White never actually met Billy; and it would be many months before he finally beheld the other object of his derision, Joe Kennedy. Of the important male figures in Kick’s life, the one with whom White’s relations were most fraught and complex was Jack, whom he had little choice but to meet on a regular basis. From the moment Kick’s favorite brother materialized in Washington, White perceived him to be, in his phrase, “in the way,” and he sensed that Jack felt a similar antipathy to him.

Thus began a strange and uncomfortable relationship that would persist long after Kick was dead, when both John White and Jack Kennedy were, each in his own manner, orbiting the young Jacqueline Bouvier in postwar Washington.
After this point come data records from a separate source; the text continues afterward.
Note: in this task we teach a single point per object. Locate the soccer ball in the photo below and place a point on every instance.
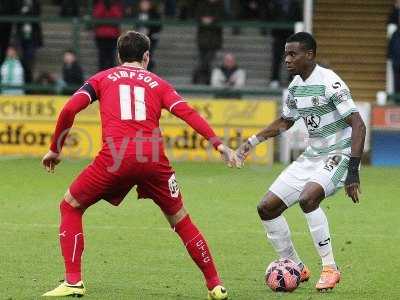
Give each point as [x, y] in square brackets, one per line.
[282, 275]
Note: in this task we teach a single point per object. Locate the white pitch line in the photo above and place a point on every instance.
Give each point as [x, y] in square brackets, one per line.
[166, 228]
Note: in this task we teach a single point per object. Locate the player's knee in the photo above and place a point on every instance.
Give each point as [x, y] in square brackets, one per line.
[266, 212]
[308, 204]
[71, 200]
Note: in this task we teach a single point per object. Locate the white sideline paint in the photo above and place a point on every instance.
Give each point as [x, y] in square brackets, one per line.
[147, 228]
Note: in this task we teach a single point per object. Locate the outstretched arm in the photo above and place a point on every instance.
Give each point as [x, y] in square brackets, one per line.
[78, 102]
[183, 111]
[352, 183]
[274, 129]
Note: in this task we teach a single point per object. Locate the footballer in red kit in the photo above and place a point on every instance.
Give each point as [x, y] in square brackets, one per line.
[131, 100]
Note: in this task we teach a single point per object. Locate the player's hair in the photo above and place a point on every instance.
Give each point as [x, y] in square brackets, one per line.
[304, 38]
[132, 45]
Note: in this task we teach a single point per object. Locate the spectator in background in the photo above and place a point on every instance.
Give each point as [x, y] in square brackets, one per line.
[148, 12]
[29, 36]
[228, 75]
[69, 8]
[129, 7]
[72, 74]
[394, 55]
[170, 8]
[107, 34]
[12, 72]
[47, 81]
[209, 37]
[7, 8]
[186, 9]
[394, 15]
[281, 11]
[248, 10]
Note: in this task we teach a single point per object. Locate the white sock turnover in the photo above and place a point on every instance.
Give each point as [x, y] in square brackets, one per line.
[319, 228]
[278, 234]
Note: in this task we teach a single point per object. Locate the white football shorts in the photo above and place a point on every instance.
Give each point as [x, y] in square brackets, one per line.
[328, 171]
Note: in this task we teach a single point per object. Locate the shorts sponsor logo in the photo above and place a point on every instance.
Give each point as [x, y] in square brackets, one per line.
[336, 85]
[312, 122]
[324, 243]
[173, 186]
[343, 95]
[332, 162]
[291, 102]
[315, 101]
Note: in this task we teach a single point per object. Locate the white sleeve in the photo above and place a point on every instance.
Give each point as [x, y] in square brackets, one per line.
[338, 92]
[289, 111]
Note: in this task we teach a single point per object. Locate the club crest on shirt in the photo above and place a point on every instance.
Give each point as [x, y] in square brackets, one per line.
[343, 95]
[173, 186]
[291, 102]
[315, 101]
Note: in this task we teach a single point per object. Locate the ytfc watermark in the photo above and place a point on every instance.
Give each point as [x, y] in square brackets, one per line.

The two men would have seemed to have much in common. Both had prodigious sexual appetites (and indeed would later pursue and succeed with many of the same women). Both were voracious readers, with highly refined literary tastes.
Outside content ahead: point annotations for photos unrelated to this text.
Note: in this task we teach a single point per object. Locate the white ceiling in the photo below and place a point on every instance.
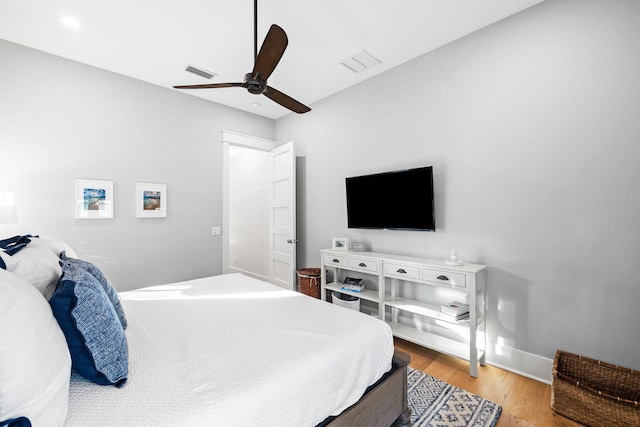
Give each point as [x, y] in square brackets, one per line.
[154, 40]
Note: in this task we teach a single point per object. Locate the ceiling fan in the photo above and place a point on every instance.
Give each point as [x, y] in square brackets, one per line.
[266, 60]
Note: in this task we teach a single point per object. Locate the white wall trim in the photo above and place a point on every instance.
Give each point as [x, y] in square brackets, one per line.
[520, 362]
[256, 142]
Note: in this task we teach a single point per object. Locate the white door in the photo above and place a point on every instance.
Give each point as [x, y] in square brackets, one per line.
[283, 216]
[271, 220]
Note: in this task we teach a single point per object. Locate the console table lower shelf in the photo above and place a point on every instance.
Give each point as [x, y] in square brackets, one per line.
[408, 293]
[434, 342]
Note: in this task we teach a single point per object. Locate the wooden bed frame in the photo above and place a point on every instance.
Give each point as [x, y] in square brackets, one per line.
[384, 404]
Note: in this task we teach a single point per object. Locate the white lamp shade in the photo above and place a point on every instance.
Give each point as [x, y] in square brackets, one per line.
[7, 208]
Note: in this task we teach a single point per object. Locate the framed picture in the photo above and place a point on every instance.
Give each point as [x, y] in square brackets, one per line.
[94, 199]
[340, 243]
[151, 200]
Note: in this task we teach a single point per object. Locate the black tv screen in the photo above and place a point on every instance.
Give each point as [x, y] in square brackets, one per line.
[398, 200]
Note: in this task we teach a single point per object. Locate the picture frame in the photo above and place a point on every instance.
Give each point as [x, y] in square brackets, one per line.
[151, 200]
[94, 199]
[340, 244]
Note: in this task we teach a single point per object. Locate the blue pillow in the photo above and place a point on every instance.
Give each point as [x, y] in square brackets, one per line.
[102, 279]
[96, 339]
[16, 422]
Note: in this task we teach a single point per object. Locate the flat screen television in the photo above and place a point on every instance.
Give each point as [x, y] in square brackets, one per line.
[398, 200]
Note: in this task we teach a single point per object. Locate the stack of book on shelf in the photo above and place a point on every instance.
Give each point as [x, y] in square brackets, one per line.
[454, 311]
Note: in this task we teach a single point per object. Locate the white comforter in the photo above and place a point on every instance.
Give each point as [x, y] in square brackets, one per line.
[234, 351]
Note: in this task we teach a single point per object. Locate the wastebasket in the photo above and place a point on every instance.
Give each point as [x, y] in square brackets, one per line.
[347, 301]
[309, 282]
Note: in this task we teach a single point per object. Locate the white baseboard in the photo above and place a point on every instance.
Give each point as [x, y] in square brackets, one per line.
[520, 362]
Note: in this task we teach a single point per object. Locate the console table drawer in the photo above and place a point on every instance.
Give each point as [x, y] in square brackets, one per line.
[402, 270]
[330, 259]
[444, 277]
[363, 264]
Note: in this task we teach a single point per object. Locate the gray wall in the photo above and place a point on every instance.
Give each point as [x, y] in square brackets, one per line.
[532, 128]
[61, 120]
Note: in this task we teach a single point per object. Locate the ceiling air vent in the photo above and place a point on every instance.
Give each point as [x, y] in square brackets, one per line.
[360, 61]
[200, 72]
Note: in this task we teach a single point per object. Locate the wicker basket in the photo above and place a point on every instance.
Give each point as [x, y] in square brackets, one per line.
[309, 281]
[595, 393]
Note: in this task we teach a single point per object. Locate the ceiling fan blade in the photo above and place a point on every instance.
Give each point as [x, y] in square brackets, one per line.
[270, 53]
[285, 100]
[209, 86]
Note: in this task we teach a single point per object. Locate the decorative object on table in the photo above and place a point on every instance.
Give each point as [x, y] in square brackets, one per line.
[94, 199]
[454, 311]
[353, 284]
[340, 244]
[8, 212]
[453, 259]
[359, 247]
[434, 402]
[594, 393]
[309, 282]
[151, 200]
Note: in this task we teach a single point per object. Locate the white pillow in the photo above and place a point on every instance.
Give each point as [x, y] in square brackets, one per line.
[55, 245]
[38, 263]
[35, 365]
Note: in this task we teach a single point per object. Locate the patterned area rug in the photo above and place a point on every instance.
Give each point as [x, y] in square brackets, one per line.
[434, 403]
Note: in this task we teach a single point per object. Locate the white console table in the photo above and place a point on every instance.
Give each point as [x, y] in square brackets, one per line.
[413, 317]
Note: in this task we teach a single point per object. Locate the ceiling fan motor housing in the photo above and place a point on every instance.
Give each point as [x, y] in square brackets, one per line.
[254, 85]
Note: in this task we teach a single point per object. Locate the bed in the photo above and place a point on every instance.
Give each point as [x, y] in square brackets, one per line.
[234, 351]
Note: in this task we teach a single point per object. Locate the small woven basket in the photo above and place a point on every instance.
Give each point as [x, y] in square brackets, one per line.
[309, 281]
[595, 393]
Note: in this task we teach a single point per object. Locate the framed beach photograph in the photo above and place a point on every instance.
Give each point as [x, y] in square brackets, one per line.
[94, 199]
[151, 200]
[340, 244]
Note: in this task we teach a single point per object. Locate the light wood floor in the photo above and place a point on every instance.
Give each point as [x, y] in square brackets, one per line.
[525, 402]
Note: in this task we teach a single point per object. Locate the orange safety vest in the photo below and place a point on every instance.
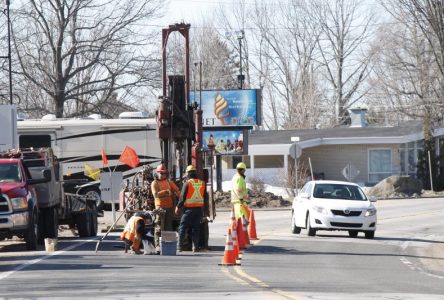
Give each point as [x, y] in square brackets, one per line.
[163, 194]
[195, 193]
[130, 232]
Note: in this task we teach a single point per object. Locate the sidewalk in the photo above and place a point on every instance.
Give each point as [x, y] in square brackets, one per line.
[433, 257]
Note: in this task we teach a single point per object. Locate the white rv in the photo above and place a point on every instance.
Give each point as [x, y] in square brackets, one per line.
[79, 142]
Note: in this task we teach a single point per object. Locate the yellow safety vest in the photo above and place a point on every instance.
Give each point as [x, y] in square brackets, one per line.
[195, 193]
[239, 189]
But whereas John White took pride in being a free spirit who disdained the personal ambition that drove many, if not most, other men, the Jack Kennedy who arrived in Washington in 1941 was unabashedly ambitious. Jack of course had not always been that way. There had been a time when the second son had had to conceal his desire to displace his older brother as the family front-runner. Now, the critical and commercial success of
Why England Slept
had profoundly altered Jack’s position in the Kennedy hierarchy. In the wake of Jack’s bestsellerdom, Joe Kennedy Sr. had begun to proudly refer to him in public statements, where once he might have referred to Joe Junior; and the patriarch had allowed himself to rely as never before on Jack’s strategic counsel and even on his efforts as a speechwriter and a ghostwriter. Jack’s publishing triumph was supposed to have been young Joe’s, but the firstborn’s tortured literary efforts had come to naught, only one of his many articles and essays (a piece about his travels in Spain) having finally made it to print.